Par rapport aux campagnes, s’il n’y a pas de lien avec le terme même de « mouvement citoyen », la remarque est intéressante. Le fait que le mouvement des Gilets Jaunes soit apparu d’abord dans les campagnes est une donnée très intéressante. Par rapport aux grands mouvements de luttes que nous avons connus précédemment, qui venaient d’abord de Paris (voire, parfois, se limitaient à la capitale), ici, c’est presque le contraire. La France des invisibles, de la périphérie, occupait les ronds-points, et Paris s’est même trouvé en retard par rapport à cette mobilisation nationale. Maintenant, la capitale est devenue un des cœurs de la lutte, mais nous devons aussi compter d’autres grandes villes en province, telles que Bordeaux ou encore Toulouse, où les affrontements urbains, le niveau d’organisation, sont particulièrement développés, parfois davantage qu’à Paris.

Sur les contradictions, il y a bien sûr un risque, comme nous l’avons vu en Italie, en 2012 et 2013 avec le mouvement des « Fourches » (« Forconi ») d’une déviation droitière, conservatrice, voire d’une fascisation, par l’investissement de la colère populaire par des groupes de droite et d’extrême droite, pour tenter de la faire coïncider avec des positions réactionnaires.

En parallèle, le régime macronien essaye de faire monter des listes Gilets Jaunes pour les Européennes, listes en réalité phagocytées par des représentants ou des anciens membres de LREM, ou encore des anciens du PS, de LR.

À côté de ça, il existe un sentiment profond chez la très grande majorité des Gilets jaunes de refuser ces listes. Notre organisation a montré dans ses analyses que cette base était animée d’un sentiment patriotique et progressiste très important, de questions de progrès social, de revendications anti-oligarchiques, de plafonds de salaires, etc. Outre les concertations sur les réseaux sociaux, on peut voir de plus en plus se multiplier les réunions en assemblées régulières, locales.
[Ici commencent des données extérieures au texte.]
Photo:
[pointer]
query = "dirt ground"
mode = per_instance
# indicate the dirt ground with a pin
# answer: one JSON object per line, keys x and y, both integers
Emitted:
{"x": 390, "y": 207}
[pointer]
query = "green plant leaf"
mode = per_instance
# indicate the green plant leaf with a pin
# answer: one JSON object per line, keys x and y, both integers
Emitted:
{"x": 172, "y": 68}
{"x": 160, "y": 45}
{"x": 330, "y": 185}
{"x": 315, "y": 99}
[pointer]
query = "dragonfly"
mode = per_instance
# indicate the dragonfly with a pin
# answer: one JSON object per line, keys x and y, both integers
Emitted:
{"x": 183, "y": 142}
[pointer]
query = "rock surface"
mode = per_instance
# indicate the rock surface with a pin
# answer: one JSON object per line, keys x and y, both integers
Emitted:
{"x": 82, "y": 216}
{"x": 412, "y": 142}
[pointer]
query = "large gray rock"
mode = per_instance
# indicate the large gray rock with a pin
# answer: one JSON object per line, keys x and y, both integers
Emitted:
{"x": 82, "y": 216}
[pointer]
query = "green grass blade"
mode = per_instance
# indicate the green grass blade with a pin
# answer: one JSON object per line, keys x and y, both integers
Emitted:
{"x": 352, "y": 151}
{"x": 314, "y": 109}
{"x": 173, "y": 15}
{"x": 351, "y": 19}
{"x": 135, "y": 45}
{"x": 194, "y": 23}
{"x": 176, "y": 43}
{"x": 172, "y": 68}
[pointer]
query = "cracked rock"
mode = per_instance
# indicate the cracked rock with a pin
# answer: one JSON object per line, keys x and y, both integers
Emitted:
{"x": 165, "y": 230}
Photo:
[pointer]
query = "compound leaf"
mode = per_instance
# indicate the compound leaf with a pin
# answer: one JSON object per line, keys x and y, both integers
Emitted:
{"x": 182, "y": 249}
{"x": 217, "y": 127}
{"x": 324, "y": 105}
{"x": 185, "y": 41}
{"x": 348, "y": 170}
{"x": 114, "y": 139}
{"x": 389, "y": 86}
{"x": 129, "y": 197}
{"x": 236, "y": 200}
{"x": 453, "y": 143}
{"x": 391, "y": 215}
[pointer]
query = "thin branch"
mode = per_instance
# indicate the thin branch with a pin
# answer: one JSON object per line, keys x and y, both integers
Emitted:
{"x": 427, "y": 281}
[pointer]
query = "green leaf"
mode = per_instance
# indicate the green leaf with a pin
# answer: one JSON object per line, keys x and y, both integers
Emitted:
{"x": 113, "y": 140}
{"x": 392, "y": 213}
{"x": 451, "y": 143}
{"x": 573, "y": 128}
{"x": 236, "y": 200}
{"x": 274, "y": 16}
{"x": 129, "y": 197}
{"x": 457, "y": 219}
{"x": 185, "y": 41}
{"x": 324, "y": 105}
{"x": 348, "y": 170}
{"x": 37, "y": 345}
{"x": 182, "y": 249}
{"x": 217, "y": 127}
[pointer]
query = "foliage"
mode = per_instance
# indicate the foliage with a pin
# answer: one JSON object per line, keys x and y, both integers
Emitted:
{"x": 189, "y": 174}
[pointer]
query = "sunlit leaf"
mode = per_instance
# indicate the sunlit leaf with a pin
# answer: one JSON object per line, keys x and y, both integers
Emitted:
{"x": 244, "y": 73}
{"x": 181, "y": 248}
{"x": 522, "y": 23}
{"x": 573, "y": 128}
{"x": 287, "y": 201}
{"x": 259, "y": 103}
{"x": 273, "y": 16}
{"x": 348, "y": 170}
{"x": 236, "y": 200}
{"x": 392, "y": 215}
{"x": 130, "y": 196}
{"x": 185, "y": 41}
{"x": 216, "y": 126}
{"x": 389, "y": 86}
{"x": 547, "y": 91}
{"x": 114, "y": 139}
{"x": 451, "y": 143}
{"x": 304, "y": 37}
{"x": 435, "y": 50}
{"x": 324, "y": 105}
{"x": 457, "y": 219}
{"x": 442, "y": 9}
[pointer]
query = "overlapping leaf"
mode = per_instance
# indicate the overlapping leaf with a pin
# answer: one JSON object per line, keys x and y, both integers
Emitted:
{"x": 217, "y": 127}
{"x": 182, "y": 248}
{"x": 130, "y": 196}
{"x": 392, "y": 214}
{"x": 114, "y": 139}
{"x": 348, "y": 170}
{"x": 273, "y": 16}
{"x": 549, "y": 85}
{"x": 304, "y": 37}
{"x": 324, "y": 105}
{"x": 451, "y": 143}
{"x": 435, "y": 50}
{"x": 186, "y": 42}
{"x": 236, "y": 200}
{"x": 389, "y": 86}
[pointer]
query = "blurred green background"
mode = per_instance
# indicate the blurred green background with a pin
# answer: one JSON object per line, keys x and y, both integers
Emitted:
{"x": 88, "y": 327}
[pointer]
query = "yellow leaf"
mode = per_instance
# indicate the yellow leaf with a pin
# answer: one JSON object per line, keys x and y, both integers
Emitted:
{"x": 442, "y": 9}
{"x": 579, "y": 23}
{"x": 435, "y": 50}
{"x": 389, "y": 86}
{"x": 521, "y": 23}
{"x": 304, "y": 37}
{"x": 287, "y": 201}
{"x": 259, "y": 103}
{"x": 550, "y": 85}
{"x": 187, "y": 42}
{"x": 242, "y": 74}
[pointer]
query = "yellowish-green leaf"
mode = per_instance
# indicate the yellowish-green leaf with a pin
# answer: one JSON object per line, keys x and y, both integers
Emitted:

L’idée d’un référendum d’initiative citoyenne (RIC) est une des revendications phares des Gilets Jaunes, c’est une idée que le PRCF porte dans son programme, mais que nous voulons diriger contre l’Union européenne et contre les monopoles capitalistes.

Macron, pour répondre à cette colère populaire qui s’exprime, sous couvert de répression, de manière violente, a décidé d’ouvrir un « Grand débat national ». C’est de la parlotte absolue, il prétend souhaiter donner la parole au peuple, afin de soi-disant concéder certaines revendications. Mais en même temps, il affirme que son agenda ne changera pas, en prétextant que son élection présidentielle (autour de 20% des inscrits !) a ratifié définitivement sa « vision politique ».

C’est en ça que la réforme constitutionnelle menée en ce moment à Cuba est extrêmement importante pour nous. S’il y a une réforme constitutionnelle, aujourd’hui en France, organisée par Macron, qui n’est que l’homme de main du capital et des monopoles, ce ne serait que pour reculer, ce ne serait que dans un sens réactionnaire.

Cette mobilisation, au-delà de tous ses enjeux, exprime un renouvellement du sentiment patriotique populaire accompagné d’une volonté de progrès social : cela nous conforte dans notre stratégie actuelle de l’alliance des deux drapeaux, de la nécessaire indépendance nationale pour le projet socialiste. Il ne peut y avoir de projet socialiste sans indépendance nationale et il ne peut y avoir d’indépendance nationale sans socialisme. C’est une réalité que Cuba connait bien.

PCC : N’importe quel processus de ce type va être, et est déjà, suivi de très près par le monde entier, par les peuples laborieux, tout comme les partis communistes, dont le nôtre. Surtout en France, étant donné la tradition de lutte héroïque du peuple français et des possibilités que celles-ci peuvent ouvrir pour le monde, pour le mouvement ouvrier international. Pour terminer cet entretien, je me permets de vous signaler que le prochain numéro de Cuba Socialiste contiendra un article sur le rapport entre José Marti et la Commune de Paris.